LES LIVRES D’ARCHITECTURE
Notice détaillée
Auteur(s) |
Bullant, Jean |
Titre |
Reigle generalle d’architecture... |
Adresse |
Paris, J. Marnef & G. Cavellat, 1564
|
Localisation |
Paris, Ensba, Les 1537 |
Mots matière |
Antiquités, Ordres |
English
La Reigle
publiée par Jean Bullant pour la première fois en 1564
est un bref traité consacré uniquement aux ordres d’architecture,
de même que la Regola de Vignole qui vient de paraître
à Rome en 1562. Comme dans le traité italien, l’image
est prépondérante : tel qu’il apparaît dans
cette première édition, le texte de la Reigle
est presque entièrement emprunté aux deux traductions
de Jean Martin, celle de Vitruve (1547), qui fournit l’introduction,
et celle d’Alberti (1553) qui constitue l’essentiel du texte
(les passages de la plume de l’auteur sont en italique dans la
transcription du texte). Ces emprunts sont clairement avoués
dans l’adresse au lecteur.
L’originalité
du traité réside donc principalement dans les illustrations,
présentées de façon très méthodique,
suivant la succession désormais canonique des cinq ordres, les
modèles théoriques alternant avec les exemples antiques.
Ce discours en images est du reste totalement indépendant du
texte, et il n’y a pas de correspondance entre eux, ni dans les
formes ni dans la logique démonstrative. Car Alberti, on le sait,
procède de manière analytique, décrivant successivement
les diverses parties de l’ordre, colonne, base, chapiteau et entablement
; en revanche, Bullant, en fidèle élève de Serlio,
suit la démarche du Bolonais en étudiant de façon
plus synthétique les cinq ordres les uns après les autres.
Serlio impose
donc la méthode, mais aussi la morphologie. Les modèles
théoriques proposés par Bullant sont à peu de choses
près ceux du Quarto libro. Mais le Français opère
avec une rigueur nouvelle. La sélection qu’il opère
s’intègre dans une logique propre à la conception
même de son ouvrage, conçu comme une « règle
», et ordonné comme tel. Un exemple théorique toscan
– l’exorde – introduit un développement en
trois points : dorique, ionique et corinthien, avec pour chacun de ces
ordres deux modèles abstraits, deux exemples archéologiques
et une porte. Un modèle composite et le relevé de l’ordre
de l’arc de Titus fournissent à l’exposé sa
péroraison. Les modèles de Serlio sont toutefois modernisés.
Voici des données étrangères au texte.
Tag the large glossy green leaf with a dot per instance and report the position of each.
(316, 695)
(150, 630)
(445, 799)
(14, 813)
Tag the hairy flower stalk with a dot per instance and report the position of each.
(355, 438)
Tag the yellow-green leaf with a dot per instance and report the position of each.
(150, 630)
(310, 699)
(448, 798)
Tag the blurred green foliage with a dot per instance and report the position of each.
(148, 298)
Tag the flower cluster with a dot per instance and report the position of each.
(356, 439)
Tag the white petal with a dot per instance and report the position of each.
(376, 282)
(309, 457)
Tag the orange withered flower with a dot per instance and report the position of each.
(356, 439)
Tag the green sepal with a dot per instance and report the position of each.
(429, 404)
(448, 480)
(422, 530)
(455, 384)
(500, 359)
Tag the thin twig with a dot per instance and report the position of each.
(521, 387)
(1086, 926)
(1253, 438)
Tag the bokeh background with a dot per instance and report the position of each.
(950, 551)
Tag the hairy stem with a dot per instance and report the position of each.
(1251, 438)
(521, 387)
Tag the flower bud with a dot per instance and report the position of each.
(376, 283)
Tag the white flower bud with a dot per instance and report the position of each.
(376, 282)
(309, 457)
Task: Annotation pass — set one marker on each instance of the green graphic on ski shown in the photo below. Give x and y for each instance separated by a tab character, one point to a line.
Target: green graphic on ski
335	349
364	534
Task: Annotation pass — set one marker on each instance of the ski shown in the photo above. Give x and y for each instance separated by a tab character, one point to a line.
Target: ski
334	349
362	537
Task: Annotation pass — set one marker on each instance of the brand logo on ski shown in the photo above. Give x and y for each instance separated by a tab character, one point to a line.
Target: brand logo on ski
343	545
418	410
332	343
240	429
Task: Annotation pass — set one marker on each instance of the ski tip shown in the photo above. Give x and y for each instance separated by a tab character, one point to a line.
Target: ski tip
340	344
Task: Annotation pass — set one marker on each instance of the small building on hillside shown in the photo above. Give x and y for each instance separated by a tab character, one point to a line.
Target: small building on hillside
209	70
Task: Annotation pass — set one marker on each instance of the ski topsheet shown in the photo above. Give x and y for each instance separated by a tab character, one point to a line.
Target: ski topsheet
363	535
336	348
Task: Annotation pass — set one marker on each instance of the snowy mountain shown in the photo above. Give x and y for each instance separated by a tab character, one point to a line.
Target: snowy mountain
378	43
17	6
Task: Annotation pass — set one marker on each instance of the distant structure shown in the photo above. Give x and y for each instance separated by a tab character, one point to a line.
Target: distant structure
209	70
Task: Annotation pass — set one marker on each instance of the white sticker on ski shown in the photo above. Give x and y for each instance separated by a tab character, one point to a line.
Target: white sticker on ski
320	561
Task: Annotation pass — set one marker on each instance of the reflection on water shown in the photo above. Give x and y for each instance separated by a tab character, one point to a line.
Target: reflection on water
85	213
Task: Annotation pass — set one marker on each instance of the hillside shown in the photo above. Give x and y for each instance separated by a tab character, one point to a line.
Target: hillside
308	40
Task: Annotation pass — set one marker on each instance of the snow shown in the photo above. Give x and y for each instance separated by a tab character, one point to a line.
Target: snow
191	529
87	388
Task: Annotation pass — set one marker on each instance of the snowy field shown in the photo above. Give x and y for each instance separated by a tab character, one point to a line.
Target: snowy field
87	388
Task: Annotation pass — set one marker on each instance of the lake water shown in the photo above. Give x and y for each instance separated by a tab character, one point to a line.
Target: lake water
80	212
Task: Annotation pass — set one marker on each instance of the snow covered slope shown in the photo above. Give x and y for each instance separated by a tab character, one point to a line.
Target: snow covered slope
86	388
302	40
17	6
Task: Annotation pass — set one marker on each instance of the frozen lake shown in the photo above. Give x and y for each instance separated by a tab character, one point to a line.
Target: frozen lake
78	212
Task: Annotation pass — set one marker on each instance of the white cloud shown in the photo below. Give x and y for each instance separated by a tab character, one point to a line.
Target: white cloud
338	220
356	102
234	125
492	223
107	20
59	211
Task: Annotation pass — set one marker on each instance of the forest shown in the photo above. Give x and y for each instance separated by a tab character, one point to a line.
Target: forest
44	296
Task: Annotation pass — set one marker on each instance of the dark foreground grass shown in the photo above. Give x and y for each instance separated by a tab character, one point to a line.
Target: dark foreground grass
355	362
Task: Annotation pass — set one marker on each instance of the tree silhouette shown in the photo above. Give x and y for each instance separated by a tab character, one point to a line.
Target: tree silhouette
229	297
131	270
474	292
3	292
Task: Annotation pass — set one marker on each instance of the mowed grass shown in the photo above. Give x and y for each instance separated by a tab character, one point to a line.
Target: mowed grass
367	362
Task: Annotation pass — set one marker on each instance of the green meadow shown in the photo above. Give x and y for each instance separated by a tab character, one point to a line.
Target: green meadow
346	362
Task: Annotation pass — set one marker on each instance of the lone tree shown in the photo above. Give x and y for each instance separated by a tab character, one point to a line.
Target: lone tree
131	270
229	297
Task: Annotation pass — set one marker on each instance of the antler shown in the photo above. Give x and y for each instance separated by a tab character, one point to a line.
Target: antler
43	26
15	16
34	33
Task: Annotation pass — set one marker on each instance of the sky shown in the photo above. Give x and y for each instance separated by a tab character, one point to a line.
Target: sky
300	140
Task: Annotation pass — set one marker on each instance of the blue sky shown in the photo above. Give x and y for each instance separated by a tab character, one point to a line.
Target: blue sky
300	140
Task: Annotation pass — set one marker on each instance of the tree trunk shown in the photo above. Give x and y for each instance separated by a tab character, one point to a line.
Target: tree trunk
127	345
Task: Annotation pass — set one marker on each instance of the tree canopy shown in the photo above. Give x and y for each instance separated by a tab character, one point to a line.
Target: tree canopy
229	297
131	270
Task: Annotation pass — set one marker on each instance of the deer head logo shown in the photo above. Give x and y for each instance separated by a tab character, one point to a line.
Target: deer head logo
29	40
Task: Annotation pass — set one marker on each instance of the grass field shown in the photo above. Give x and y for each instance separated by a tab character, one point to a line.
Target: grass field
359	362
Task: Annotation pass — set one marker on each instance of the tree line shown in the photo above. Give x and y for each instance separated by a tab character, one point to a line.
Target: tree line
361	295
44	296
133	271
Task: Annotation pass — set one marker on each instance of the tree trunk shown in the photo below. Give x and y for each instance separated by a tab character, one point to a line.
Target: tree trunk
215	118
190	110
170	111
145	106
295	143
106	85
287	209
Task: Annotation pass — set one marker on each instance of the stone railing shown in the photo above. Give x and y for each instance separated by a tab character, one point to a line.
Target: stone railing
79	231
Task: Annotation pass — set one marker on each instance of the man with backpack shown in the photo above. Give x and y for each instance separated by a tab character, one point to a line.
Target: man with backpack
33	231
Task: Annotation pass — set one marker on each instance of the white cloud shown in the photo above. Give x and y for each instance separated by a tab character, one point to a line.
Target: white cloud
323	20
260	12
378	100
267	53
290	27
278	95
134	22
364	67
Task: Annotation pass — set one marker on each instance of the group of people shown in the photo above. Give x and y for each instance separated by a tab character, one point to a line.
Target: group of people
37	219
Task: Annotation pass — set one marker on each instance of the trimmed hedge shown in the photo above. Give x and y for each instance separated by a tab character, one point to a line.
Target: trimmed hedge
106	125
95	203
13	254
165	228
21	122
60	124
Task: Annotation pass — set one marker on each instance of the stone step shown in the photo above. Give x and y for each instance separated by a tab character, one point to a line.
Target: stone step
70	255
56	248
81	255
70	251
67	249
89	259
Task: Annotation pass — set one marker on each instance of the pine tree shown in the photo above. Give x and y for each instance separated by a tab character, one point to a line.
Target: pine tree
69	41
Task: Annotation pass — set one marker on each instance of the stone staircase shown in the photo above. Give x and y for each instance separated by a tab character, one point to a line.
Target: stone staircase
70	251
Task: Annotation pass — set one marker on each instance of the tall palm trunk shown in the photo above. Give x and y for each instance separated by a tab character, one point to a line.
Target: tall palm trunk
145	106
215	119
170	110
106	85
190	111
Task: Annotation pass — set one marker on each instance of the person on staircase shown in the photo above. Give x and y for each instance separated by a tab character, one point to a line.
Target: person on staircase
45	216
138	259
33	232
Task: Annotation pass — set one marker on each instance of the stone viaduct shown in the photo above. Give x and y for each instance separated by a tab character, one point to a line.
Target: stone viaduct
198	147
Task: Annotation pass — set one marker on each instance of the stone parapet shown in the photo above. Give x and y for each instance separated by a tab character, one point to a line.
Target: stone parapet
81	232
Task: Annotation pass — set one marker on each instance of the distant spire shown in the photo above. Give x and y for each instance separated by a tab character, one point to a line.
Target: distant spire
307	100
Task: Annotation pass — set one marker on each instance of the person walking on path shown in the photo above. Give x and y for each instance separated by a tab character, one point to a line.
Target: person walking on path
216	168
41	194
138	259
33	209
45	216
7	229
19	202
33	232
Bullant reprend le principe de la volute à douze centres du Vitruve
de Barbaro (Venise, 1556), qu’il cite avec respect ; une logique
imperturbable répartit systématiquement les variantes
de détail entre les deux modèles (par exemple, pour l’ionique,
base attique ou base ionique, volute serlienne ou volute à douze
centres, corniche à denticule ou corniche à modillons).
Bullant
innove aussi en utilisant un système de représentation
purement géométrique, inspiré par le traité
de Hans Blum, Quinque columnarum exacta descriptio atque delineatio
cum symmetrica earum distributione (Zurich, 1550), qu’il
a dû connaître par le biais de la traduction française
publiée à Anvers en 1551 sous le titre Les cincq coulomnes
de l’architecture par Hans Liefrinck. La parenté entre
les deux ouvrages est signalée par la page de titre : la Reigle
y est proposée « au prouffit de tous ouvriers besongnans
au compas & à l’esquierre », ce qui évoque
précisément celle de l’édition française
de Blum, « Au service & prouffit des painctres, massons, tailleurs
de pierre, orfevres, tailleurs, d’images, menuisiers, charpentiers,
& d’aultres ouvries besongnans au compas & a l’equierre
». Par ailleurs, Bullant a une façon très particulière
de traiter les cannelures des colonnes, en plaçant systématiquement
une arête dans l’axe du chapiteau. Une telle disposition,
très rare, est présente dans toutes les planches de Blum,
qui sans aucun doute a donné l’exemple.
Le système
de Blum, fondé sur des cercles, demi-cercles ou règles
graduées, permet de comprendre les proportions et les rapports
des parties entre elles sans avoir recours au texte – ce qui était
encore nécessaire dans le traité de Serlio. Auteur d’un
traité de géométrie d’une certaine force,
disciple d’Oronce Fine, Bullant ne pouvait qu’être
sensible à l’efficacité de la démonstration
graphique telle que l’Allemand la pratiquait.
Quant aux
exemples antiques, ils peuvent avoir été relevés
par Bullant lors d’un voyage à Rome que l’on peut
imaginer d’après le texte de la dédicace au maréchal
de Montmorency. Mais ses sources peuvent être aussi livresques.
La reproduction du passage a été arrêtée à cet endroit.